TCU anula licitação de ônibus entre o Distrito Federal e cidades do Entorno

Para a Corte, empresa vencedora apresentou documentos “inverossímeis”. A ANTT terá prazo de 15 dias para atender a decisão; ainda cabe recurso.


O Tribunal de Contas da União (TCU) determinou nesta quarta-feira (28) que a Agência Nacional de Transportes Terrestres (ANTT) anule o resultado da licitação para operar linhas de ônibus entre o Distrito Federal e o Entorno, que teve como vencedora a empresa União Transporte Brasília (UTB). A justificativa da corte é que a empresa apresentou documentos “inverossímeis” durante o processo de habilitação.
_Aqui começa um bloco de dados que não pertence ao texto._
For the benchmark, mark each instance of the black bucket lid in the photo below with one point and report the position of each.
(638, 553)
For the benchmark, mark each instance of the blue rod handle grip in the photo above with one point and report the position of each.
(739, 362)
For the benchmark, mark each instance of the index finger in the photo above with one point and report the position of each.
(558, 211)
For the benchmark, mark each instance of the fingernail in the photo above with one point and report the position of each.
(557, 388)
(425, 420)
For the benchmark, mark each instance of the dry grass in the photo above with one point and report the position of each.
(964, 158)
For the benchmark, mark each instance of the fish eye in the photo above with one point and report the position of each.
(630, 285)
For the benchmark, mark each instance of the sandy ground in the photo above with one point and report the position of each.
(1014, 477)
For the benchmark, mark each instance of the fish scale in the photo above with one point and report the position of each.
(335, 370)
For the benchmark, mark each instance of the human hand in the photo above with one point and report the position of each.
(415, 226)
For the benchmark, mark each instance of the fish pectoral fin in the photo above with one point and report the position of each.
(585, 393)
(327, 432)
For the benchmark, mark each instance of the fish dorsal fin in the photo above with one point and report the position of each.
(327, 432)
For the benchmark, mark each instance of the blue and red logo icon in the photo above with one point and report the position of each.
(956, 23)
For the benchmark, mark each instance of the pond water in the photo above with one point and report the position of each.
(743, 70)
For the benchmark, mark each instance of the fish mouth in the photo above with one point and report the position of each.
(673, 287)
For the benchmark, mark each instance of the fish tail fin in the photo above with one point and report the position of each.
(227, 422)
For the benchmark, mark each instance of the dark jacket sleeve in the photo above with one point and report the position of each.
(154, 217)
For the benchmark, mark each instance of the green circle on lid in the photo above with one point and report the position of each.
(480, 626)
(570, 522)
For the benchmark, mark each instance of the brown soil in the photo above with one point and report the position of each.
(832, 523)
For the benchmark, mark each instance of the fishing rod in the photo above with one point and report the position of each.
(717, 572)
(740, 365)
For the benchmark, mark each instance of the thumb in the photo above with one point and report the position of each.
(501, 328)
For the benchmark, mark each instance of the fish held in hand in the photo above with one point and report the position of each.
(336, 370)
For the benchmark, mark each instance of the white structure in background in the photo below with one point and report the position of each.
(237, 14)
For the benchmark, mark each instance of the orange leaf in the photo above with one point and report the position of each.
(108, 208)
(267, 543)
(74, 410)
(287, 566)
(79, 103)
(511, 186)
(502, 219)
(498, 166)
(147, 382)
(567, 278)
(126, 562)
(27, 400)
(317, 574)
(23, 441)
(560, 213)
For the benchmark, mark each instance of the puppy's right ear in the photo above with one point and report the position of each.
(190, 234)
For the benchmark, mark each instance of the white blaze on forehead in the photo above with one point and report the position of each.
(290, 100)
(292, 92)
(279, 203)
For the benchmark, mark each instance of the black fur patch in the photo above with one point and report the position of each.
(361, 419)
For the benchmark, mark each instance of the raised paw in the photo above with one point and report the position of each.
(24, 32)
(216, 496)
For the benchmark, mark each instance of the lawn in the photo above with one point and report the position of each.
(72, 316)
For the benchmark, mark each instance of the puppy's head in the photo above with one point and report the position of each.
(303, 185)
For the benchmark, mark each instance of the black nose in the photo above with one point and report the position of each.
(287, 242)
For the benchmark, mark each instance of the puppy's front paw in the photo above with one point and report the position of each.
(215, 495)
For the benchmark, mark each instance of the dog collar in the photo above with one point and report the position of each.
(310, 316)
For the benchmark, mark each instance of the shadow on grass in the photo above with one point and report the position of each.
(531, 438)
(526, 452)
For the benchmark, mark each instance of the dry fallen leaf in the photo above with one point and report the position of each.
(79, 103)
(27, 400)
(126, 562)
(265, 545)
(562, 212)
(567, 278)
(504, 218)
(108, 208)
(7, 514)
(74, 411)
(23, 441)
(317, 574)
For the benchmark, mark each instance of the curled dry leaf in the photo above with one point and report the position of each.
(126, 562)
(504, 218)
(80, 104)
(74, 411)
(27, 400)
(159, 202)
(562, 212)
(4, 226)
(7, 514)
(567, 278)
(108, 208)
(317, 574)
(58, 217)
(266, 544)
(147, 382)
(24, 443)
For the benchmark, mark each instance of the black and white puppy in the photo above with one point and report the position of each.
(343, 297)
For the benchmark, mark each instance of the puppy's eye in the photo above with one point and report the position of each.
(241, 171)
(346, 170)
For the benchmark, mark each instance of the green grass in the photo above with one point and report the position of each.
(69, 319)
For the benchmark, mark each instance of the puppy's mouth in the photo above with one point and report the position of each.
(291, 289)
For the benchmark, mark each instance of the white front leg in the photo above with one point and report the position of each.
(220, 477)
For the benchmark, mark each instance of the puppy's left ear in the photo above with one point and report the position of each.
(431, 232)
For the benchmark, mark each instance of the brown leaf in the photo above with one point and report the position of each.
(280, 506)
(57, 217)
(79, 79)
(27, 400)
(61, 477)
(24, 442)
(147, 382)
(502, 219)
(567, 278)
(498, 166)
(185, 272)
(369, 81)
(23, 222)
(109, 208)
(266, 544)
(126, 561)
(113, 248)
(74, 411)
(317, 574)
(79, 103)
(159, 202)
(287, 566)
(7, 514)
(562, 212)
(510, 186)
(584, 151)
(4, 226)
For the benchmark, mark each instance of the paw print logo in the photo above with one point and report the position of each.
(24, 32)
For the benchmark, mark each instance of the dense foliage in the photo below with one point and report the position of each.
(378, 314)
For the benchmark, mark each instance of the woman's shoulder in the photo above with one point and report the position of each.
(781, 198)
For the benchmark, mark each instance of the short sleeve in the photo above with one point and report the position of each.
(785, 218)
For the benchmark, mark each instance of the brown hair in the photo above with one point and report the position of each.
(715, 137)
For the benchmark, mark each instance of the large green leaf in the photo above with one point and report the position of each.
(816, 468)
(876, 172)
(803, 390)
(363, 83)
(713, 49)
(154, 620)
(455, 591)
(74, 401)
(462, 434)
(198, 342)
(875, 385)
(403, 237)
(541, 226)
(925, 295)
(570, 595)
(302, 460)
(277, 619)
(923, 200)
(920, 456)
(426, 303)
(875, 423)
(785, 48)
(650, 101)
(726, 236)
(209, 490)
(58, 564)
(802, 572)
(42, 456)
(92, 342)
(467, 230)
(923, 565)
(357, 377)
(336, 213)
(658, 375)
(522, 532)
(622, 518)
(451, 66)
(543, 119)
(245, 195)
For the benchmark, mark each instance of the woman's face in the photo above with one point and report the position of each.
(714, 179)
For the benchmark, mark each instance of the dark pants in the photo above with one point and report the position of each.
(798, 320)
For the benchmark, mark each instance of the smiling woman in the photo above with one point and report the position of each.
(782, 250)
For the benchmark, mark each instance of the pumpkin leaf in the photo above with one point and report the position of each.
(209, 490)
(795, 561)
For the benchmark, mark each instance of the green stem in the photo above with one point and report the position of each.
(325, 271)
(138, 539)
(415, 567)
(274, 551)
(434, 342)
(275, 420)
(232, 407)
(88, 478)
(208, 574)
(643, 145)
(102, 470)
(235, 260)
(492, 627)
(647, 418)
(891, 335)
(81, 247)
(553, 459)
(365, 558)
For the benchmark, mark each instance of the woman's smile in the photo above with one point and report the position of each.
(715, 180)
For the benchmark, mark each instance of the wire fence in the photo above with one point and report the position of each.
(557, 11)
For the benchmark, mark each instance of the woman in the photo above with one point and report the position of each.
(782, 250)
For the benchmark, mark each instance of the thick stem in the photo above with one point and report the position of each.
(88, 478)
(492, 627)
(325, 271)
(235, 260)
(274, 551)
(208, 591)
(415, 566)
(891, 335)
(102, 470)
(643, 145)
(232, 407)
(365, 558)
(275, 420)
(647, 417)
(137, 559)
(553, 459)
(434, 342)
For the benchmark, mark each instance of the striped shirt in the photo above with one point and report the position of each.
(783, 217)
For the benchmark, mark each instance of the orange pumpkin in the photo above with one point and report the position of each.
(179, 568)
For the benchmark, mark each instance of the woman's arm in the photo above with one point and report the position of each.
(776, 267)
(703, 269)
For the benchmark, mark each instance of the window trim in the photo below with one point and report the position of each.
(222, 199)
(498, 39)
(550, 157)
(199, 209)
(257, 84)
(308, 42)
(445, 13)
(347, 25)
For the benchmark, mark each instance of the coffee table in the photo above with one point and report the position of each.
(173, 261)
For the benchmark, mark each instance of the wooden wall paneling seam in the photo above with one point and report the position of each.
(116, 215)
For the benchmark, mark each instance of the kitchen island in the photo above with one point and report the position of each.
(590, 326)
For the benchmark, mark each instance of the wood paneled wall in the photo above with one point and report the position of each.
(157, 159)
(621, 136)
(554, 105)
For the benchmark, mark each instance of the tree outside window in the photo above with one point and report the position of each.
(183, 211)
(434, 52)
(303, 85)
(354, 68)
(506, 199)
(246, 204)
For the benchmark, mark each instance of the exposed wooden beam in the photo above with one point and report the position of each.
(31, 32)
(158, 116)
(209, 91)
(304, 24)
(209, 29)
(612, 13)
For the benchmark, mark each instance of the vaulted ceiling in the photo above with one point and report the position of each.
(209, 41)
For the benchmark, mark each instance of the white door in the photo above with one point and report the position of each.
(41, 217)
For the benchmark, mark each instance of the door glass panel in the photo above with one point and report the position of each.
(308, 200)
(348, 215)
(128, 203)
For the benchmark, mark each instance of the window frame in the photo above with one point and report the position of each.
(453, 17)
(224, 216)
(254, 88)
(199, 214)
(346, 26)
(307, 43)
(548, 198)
A ANTT terá prazo de 15 dias para cumprir a determinação do TCU. Ainda cabe recurso na corte, tanto por parte da agência quanto da empresa. A ANTT informou que “ainda não teve acesso ao teor da decisão do TCU e, assim que isso ocorrer, irá analisá-la para posterior posicionamento”.

Procurada pelo portal, a UTB informou que irá recorrer da decisão.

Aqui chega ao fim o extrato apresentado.